As we supposed, after some digging with the customer, we found out that there were different actors for each part of the process. For example, the owner of the data inside the zip was the content manager, the owner of the DB and the searching engine was a system administrator and the owner of the image generation was a digital manager.
The architecture
In this scenario, we realized that decoupling each part of the process would have been very useful. Having independent developments for each process gives us not only a great way to customize every task as desired, but also lets the developer choose the best language to efficiently resolve the task. For example, picking Node.js for downloading, extracting and analyzing the zip file by using streams handles any possible problem of the AWS lambda limitation for temporary space to do the job. But also we were able to decide to use the GD library to manipulate the images on PHP since it’s a very well known tool in Spark.
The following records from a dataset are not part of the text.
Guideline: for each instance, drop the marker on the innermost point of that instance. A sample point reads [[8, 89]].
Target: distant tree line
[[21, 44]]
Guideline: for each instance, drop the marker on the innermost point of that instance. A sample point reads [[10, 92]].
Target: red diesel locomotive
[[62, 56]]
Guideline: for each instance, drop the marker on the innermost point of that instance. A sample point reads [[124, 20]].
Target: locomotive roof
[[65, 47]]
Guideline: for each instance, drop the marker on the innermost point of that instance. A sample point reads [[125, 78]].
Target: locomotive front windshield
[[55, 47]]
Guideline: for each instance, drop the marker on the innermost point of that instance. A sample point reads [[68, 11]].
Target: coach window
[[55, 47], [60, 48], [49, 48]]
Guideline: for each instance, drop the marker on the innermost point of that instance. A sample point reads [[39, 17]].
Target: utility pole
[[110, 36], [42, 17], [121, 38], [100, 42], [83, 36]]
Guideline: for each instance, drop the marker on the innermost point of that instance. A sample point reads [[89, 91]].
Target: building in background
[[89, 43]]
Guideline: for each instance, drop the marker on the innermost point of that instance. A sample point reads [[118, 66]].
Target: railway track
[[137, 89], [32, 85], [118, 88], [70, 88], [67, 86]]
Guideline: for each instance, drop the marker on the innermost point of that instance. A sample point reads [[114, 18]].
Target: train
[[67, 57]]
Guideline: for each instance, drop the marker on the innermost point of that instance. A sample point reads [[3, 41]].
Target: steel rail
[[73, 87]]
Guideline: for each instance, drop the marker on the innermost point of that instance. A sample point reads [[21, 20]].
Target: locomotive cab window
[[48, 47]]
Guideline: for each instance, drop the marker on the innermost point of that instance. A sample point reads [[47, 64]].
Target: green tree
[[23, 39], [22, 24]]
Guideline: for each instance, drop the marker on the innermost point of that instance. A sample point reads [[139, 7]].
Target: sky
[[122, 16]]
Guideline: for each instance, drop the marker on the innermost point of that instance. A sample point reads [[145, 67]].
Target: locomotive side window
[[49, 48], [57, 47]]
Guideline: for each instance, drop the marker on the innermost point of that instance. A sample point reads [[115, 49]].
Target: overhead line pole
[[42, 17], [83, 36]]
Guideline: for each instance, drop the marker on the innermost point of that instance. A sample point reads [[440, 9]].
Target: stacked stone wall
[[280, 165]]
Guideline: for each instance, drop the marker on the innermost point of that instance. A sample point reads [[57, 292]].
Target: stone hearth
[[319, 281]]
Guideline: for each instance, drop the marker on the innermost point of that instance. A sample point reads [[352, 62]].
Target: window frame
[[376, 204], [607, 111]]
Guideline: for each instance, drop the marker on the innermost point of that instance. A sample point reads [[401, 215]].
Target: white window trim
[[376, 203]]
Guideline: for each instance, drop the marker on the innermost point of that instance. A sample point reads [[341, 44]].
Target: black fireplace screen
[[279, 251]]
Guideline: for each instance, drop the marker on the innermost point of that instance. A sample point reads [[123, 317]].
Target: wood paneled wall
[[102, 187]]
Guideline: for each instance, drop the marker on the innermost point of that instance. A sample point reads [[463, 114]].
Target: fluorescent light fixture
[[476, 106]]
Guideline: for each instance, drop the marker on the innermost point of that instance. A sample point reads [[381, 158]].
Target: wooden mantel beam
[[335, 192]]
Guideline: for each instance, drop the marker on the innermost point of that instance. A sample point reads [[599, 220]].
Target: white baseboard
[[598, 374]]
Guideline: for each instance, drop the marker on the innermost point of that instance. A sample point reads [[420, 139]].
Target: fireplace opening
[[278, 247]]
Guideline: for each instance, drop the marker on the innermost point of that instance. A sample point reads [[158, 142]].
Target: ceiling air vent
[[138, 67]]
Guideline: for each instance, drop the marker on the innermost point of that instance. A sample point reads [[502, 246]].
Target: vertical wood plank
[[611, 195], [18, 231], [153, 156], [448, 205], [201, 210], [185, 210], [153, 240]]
The architecture looks more or less like this:
All three lambdas were developed in PHP and deployed to AWS using Bref combined with Serverless framework, great tools to configure and deploy serverless applications in PHP. Continuing with the PHP topic here at SparkFabrik we are Laravel fans since its architecture provides great performance, it’s easy to build quality code on top of it, provides great developing tools such as Artisan and also it is supported by a big community. Being that said, we believe that going for a full web framework was like trying to kill a mosquito with a bazooka, so we decided to adopt Lumen the Laravel little brother (but not less bright) whose purpose is to help on the microservices architecture. And that’s exactly our use case.
The communication between each lambda task was done using SQS queues in order to gain fault tolerance in every step. This was achieved by configuring the Serverless framework properly, defining an event on those queues. On a message arrival, AWS triggers an SQSEvent on the corresponding Lambda to process all the newspaper information using all the advantages of Lumen and Eloquent ORM. In case a more complex orchestration is needed, AWS Step functions would be another great tool to use to decide which task goes next.
Conclusion
Splitting a big, complex problem into smaller ones is a great enabler for problem-solving. It allows focusing on more manageable tasks, not taking care of what happened before and what will happen next. Taking this approach in your architecture design will not only let the team choose the best tools to develop a solution for each small problem, but also let you customize different business rules your customer needs.